Relevance ranking: All of the search engines covered in this workshop use an algorithm to rank retrieved documents in order of decreasing relevance. (3) Consequently, it is often not necessary to browse through more than the first few pages of results, even when the total results number in the thousands. Furthermore, some search engines (eg. AltaVista) allow the searcher to determine which terms are the most "important", while others have a "more like this" feature that permits the searcher to generate new queries based on relevant documents retrieved by the initial search. These features are discussed in more detail in the following section of this document.

Back to Workshop Outline

 

SEARCH ENGINE COMPARISONS

This section compares some of the major Web search engines, based on the following features:

  1. Size of the database (4)

  2. Search interface

  3. Search features

  4. Results list display features

  5. Other features of note

 

AltaVista
 

URL: http://www.altavista.com

Size: 550 million pages

Interface: AltaVista includes simple and advanced interfaces.
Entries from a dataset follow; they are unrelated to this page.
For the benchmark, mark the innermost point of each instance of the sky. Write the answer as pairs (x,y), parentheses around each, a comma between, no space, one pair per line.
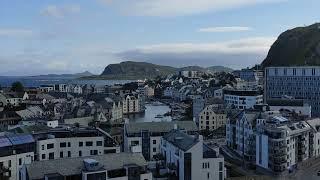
(71,36)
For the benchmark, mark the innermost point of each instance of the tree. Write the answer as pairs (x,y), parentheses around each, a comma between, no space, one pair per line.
(17,87)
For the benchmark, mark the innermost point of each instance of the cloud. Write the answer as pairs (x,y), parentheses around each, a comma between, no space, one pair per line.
(225,29)
(182,8)
(15,32)
(60,11)
(235,53)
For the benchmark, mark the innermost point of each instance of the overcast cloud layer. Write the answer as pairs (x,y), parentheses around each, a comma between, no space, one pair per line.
(74,36)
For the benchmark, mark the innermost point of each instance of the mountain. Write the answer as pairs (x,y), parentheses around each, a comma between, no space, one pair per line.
(214,69)
(130,70)
(296,47)
(62,76)
(135,70)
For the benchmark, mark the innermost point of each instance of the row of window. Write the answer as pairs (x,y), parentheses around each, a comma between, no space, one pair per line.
(51,155)
(64,144)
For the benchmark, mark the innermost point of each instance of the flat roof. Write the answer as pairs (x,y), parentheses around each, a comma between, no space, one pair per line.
(160,126)
(74,166)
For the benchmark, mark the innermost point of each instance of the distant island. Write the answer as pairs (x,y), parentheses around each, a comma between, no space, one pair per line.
(130,70)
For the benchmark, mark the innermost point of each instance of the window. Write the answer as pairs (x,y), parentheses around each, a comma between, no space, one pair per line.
(50,146)
(134,143)
(93,152)
(99,143)
(63,144)
(51,155)
(220,166)
(89,143)
(108,151)
(220,176)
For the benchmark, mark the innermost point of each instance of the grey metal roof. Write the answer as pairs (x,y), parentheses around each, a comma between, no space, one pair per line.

They are less intuitive than most other search engine interfaces but they are well documented and allow some of the most powerful searching on the Web if you are willing to learn how to use them. Both interfaces allow the use of Boolean logic, though different syntax is used in the two interfaces. The simple interface includes a single search box and a pull-down menu that allows you to limit your search to one of 25 languages. The advanced interface includes a search box, limit by language, and options to limit a search by date, to rank results according to keywords of your choice, and to restrict results to one per site.

Search Features:

Search logic and syntax: AltaVista defaults to Boolean OR, that is it will retrieve results containing any of the search words; however, the greater number of search terms a document contains, the more highly it is ranked. In its simple interface, AltaVista supports the use of + and - to require and exclude terms. In its advanced interface, it supports all Boolean operators - AND, OR and AND NOT, plus the proximity operator NEAR (terms within 10 words of each other). In both interfaces, enclosing search terms in quotation marks searches for an exact phrase. 

Limit options: Searches may be limited by date (Advanced only) and language (Simple and Advanced). AltaVista also allows you to restrict a search to certain fields (or sections) within a document, and by type of document, e.g. Title, URL, Image, Java applets, and Links to a specified page. For example, the search title:"sink or swim" will retrieve only those pages that include the phrase "sink or swim" in their title. The search link:www.ouc.bc.ca/libr will retrieve all pages in AltaVista's database that include links to the specified URL. 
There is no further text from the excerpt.